As is the case in any divorce, Texas A&M's separation from the Big 12 left plenty of bitter feelings to go around. As a result, public sniping flying between Austin and College Station seemed to focus the narrative of the Aggies' departure through the lens of bickering with in-state rival Texas.
Not surprisingly, A&M’s move was written off by many as probably the greatest example of the school’s supposed inferiority complex. It also generated plenty of skepticism about the long-term prospects for the program and predictions of dire on-field results from the jump.

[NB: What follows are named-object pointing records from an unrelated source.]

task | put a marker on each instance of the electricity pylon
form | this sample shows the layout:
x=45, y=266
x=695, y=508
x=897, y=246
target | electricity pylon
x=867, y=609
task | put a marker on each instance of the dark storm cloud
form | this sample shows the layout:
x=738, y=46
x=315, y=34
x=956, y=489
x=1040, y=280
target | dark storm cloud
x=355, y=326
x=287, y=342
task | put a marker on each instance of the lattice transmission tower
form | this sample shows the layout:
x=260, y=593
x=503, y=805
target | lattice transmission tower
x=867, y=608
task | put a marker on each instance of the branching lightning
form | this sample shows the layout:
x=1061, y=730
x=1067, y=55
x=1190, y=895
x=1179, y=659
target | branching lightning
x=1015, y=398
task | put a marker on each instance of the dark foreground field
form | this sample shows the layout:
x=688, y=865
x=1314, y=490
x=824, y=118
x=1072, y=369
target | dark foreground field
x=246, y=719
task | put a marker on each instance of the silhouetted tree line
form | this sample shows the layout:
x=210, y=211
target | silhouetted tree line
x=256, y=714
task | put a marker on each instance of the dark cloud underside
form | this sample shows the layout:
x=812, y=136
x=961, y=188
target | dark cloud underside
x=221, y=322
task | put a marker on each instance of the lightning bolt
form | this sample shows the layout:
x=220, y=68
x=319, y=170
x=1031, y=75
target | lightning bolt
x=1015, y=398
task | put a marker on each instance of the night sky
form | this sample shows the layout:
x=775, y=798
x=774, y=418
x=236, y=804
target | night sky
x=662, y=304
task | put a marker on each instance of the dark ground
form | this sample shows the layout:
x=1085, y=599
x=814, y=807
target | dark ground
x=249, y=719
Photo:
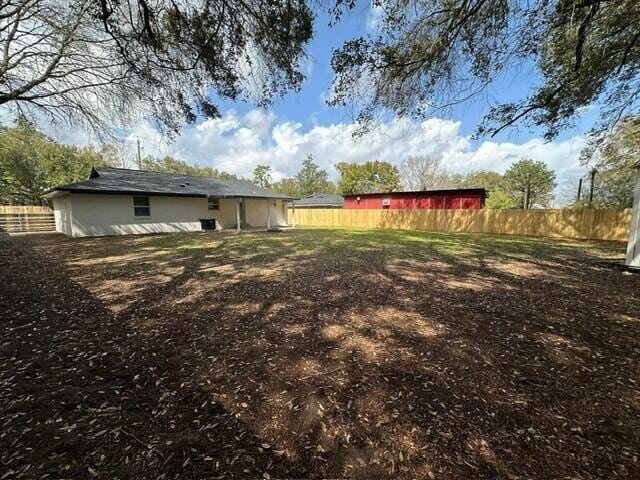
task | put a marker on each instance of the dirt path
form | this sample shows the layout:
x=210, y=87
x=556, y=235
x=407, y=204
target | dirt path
x=287, y=357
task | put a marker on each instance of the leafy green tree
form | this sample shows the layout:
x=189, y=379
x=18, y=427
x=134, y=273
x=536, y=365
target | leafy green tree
x=262, y=176
x=498, y=198
x=491, y=181
x=487, y=179
x=370, y=177
x=529, y=183
x=312, y=179
x=436, y=52
x=288, y=186
x=94, y=62
x=612, y=156
x=31, y=163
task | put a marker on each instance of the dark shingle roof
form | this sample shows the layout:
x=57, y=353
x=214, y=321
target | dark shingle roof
x=125, y=181
x=320, y=199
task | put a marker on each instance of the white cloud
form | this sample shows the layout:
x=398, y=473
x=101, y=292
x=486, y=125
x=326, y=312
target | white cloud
x=237, y=143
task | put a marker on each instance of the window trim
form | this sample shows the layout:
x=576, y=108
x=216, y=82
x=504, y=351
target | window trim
x=147, y=206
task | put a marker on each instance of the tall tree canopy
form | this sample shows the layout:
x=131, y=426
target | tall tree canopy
x=31, y=163
x=98, y=62
x=612, y=156
x=262, y=176
x=429, y=54
x=169, y=164
x=369, y=177
x=529, y=183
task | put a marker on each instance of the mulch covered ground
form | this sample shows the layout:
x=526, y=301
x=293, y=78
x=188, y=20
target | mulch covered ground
x=317, y=353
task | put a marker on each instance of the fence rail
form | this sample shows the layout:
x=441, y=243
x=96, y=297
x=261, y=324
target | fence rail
x=593, y=224
x=26, y=218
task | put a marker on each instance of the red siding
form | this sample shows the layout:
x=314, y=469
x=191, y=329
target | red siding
x=418, y=200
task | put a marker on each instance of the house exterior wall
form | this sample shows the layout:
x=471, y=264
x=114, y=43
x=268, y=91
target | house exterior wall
x=416, y=200
x=82, y=215
x=62, y=214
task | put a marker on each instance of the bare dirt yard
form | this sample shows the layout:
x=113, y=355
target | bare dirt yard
x=317, y=353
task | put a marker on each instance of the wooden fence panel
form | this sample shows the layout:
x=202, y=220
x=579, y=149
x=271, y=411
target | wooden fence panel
x=26, y=218
x=566, y=223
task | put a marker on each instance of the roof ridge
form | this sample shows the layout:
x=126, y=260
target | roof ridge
x=173, y=173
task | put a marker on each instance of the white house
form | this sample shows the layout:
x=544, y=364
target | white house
x=116, y=201
x=633, y=247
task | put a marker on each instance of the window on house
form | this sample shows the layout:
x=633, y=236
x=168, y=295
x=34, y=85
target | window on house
x=141, y=206
x=214, y=203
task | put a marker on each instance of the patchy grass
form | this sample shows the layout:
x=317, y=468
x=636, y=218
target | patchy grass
x=318, y=353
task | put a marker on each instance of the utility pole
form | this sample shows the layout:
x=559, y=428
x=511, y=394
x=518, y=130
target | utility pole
x=593, y=180
x=579, y=190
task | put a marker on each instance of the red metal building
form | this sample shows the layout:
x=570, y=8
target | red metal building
x=465, y=198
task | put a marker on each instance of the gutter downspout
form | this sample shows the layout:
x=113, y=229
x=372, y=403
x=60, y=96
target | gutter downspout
x=633, y=247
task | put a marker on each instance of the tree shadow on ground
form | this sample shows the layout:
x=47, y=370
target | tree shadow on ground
x=84, y=396
x=377, y=354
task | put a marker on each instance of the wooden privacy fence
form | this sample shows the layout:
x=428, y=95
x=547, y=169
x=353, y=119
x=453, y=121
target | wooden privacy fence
x=584, y=223
x=26, y=218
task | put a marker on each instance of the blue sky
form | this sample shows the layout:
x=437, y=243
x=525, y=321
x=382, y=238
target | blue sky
x=301, y=123
x=308, y=106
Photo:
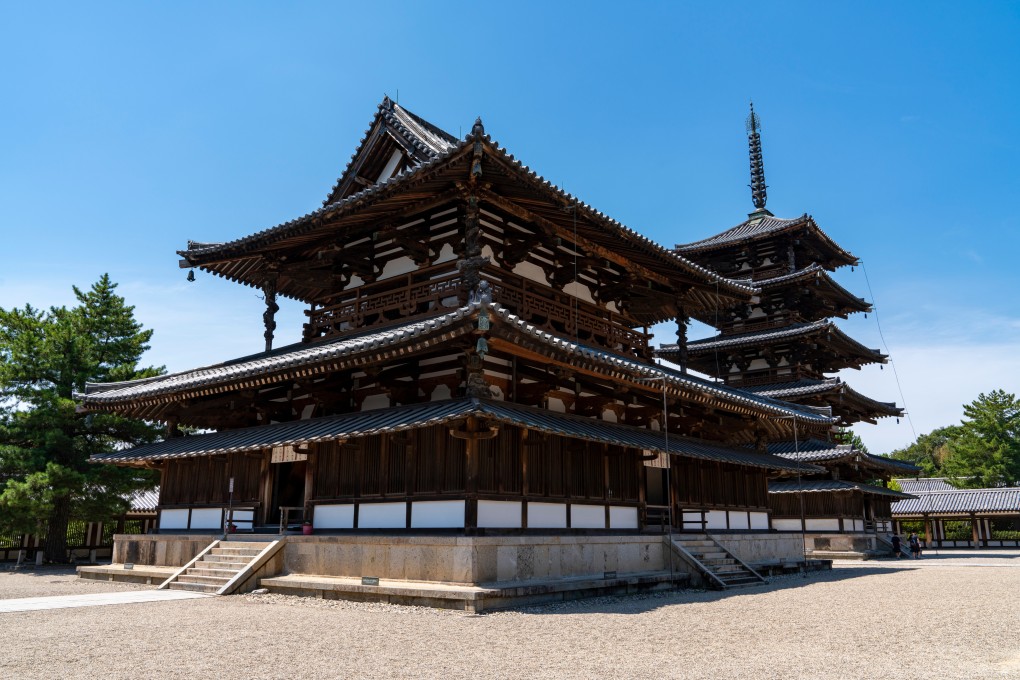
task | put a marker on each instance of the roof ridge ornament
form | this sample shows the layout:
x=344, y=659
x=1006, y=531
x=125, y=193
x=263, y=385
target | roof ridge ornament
x=758, y=187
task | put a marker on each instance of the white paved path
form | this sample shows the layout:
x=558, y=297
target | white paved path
x=95, y=599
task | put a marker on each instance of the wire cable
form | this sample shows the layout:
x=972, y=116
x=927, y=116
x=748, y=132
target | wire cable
x=896, y=374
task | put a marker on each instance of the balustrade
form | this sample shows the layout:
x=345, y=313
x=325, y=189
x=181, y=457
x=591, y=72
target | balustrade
x=425, y=292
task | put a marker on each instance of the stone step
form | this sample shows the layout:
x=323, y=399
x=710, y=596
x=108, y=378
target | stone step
x=235, y=552
x=196, y=587
x=727, y=569
x=223, y=559
x=206, y=571
x=198, y=578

These days, the Aggies' start in their inaugural season in the vaunted Southeastern Conference is being pointed to as a sign that they belong in America's biggest, baddest conference. A&M fans are rightfully taking the opportunity to serve up heaping helpings of crow to their detractors. Freshman phenom Johnny Football is garnering breathless comparisons to Cam Newton and Tim Tebow.
The hype for the Aggies seems to have hit a fever pitch this week as they travel to Tuscaloosa for a match-up with No. 1 Alabama.

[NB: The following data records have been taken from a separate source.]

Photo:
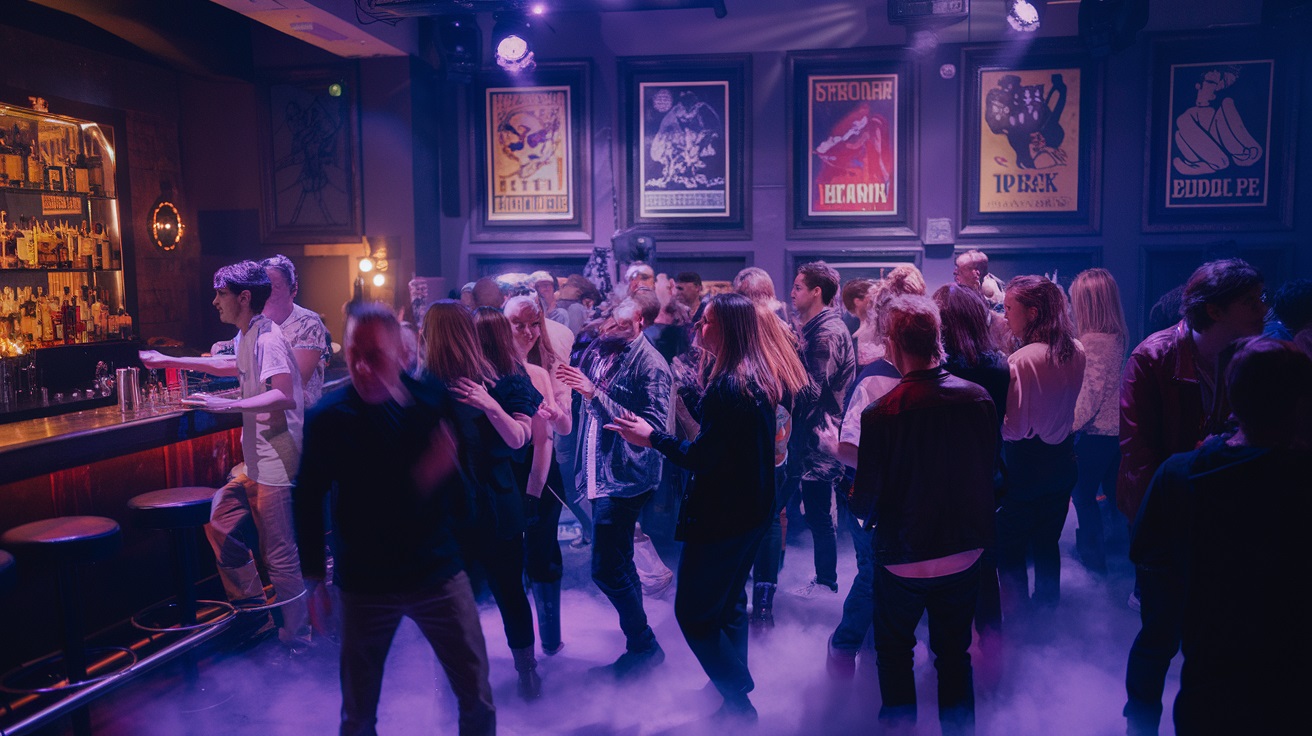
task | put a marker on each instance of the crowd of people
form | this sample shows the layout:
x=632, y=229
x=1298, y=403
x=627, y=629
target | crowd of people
x=949, y=432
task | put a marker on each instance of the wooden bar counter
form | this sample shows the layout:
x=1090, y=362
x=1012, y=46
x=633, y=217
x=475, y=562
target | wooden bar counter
x=92, y=462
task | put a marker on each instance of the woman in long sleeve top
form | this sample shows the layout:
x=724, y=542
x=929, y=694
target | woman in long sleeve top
x=730, y=499
x=1038, y=448
x=1096, y=302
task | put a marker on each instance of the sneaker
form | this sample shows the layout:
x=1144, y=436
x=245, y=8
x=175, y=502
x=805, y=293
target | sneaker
x=816, y=589
x=631, y=664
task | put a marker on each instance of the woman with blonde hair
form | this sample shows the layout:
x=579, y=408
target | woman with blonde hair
x=1101, y=324
x=543, y=482
x=501, y=402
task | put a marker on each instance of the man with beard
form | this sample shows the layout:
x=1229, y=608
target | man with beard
x=619, y=373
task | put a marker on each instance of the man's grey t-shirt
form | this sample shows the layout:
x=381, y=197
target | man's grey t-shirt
x=270, y=441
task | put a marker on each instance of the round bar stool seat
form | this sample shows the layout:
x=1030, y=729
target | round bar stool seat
x=67, y=539
x=181, y=512
x=172, y=508
x=8, y=575
x=67, y=542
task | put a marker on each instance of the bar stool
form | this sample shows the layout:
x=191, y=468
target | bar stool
x=67, y=542
x=181, y=512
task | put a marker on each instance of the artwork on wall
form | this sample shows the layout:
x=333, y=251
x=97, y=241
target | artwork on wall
x=684, y=138
x=1220, y=146
x=310, y=133
x=1031, y=129
x=533, y=168
x=850, y=120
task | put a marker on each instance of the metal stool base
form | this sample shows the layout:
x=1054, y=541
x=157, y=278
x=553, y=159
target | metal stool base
x=47, y=674
x=143, y=622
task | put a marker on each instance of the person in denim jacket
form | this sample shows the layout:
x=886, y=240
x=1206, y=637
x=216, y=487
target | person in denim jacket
x=621, y=373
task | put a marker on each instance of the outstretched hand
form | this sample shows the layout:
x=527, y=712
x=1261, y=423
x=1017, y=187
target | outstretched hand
x=633, y=428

Funny thing: My eyes tell me that this A&M team really isn't much better than last year's squad.
Oh, sure, the way the Aggies are playing definitely looks different under first-year head coach Kevin Sumlin. Yet, is 2012 A&M a better team than the 2011 version? I don’t see it.
The nerds who do those fancy statistical power rankings agree.

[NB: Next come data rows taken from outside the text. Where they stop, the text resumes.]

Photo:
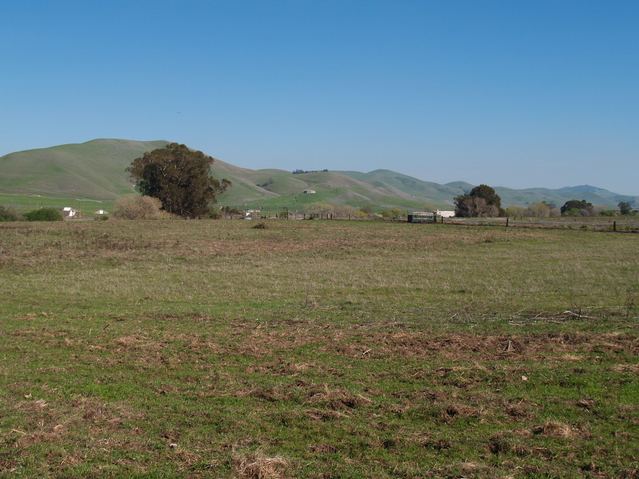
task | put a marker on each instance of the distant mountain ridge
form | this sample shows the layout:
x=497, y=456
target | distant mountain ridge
x=96, y=170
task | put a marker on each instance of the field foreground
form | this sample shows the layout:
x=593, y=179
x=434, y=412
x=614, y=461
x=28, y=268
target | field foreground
x=317, y=349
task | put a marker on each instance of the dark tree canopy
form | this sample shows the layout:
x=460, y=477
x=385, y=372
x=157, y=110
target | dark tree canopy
x=625, y=208
x=577, y=208
x=179, y=177
x=482, y=201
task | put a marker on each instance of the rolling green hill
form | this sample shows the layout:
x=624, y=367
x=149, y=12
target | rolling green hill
x=95, y=171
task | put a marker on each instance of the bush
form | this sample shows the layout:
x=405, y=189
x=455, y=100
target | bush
x=214, y=213
x=7, y=214
x=134, y=207
x=44, y=214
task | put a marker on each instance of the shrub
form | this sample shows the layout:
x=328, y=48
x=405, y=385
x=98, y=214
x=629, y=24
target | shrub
x=214, y=213
x=7, y=214
x=577, y=208
x=44, y=214
x=134, y=207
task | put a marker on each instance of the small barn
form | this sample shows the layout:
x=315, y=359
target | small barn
x=422, y=217
x=69, y=212
x=445, y=213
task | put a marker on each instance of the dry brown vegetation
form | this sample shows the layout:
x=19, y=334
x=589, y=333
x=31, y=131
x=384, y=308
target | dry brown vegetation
x=316, y=349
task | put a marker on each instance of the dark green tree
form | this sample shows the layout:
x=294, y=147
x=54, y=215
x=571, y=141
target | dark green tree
x=625, y=208
x=180, y=178
x=482, y=201
x=577, y=208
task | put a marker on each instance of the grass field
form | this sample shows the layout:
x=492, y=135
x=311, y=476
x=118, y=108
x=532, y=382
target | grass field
x=24, y=203
x=317, y=349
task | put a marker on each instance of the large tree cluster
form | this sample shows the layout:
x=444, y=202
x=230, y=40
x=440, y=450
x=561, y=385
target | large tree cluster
x=481, y=201
x=180, y=178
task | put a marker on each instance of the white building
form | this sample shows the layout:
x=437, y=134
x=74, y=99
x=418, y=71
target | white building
x=445, y=213
x=69, y=212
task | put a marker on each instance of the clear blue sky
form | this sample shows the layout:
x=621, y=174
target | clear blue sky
x=513, y=93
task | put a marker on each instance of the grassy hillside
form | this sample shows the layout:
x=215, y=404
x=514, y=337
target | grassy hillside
x=96, y=170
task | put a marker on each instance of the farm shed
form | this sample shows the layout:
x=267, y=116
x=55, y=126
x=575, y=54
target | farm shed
x=445, y=213
x=69, y=212
x=422, y=217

Texas A&M Power Rankings, 2011 vs. 2012
The consensus among the geeks: A&M of today is, at best, slightly stronger than A&M of a year ago. Yet, based on records, you'd think we're talking New York Giants versus Little Giants. The Aggies currently sit at 7-2 and should finish the regular season no worse than 9-3 (remaining games: at Alabama, Sam Houston State, Missouri). A&M had a 7-6 record in ‘11 and needed a win over Northwestern in the illustrious Meineke Car Care Bowl of Texas to get north of .500.
Along with the attending buzz, what has changed dramatically for A&M is the schedule.
Texas A&M Strength of Schedule, 2011 vs. 2012
(*Note: The SOS rankings for 2012 don't account for the three regular season games yet to be played. I'd argue that even with 'Bama coming up, the totality of the level of competition in those three final games is pretty consistent with the previous nine.)
And what has changed dramatically about A&M’s schedule? Three letters.
A&M’s first season in the SEC has actually given us a nice little test case to judge the top-to-bottom strength of the conference. Put simply, a team of relatively similar quality as the one that played in the Big 12 last season is winning more games this year in a new league.
None of this is to say that A&M isn’t a good team. It also doesn’t mean that the program won’t have a bright future under Sumlin’s leadership. Personally, I don't see how you can't be impressed by what A&M is doing this year.
But A&M's fast start does suggest that we give some consideration to the commonly held perception of the grueling grind of SEC play. Even though the league may have elite teams at the top, the Aggie experiment indicates that the SEC has the same wobbly middle and lower tiers of teams as everyone else. A&M wasn't housing Texas Tech and Missouri a year ago, after all.
It could be that the true revealtion this season isn’t A&M, but the SEC.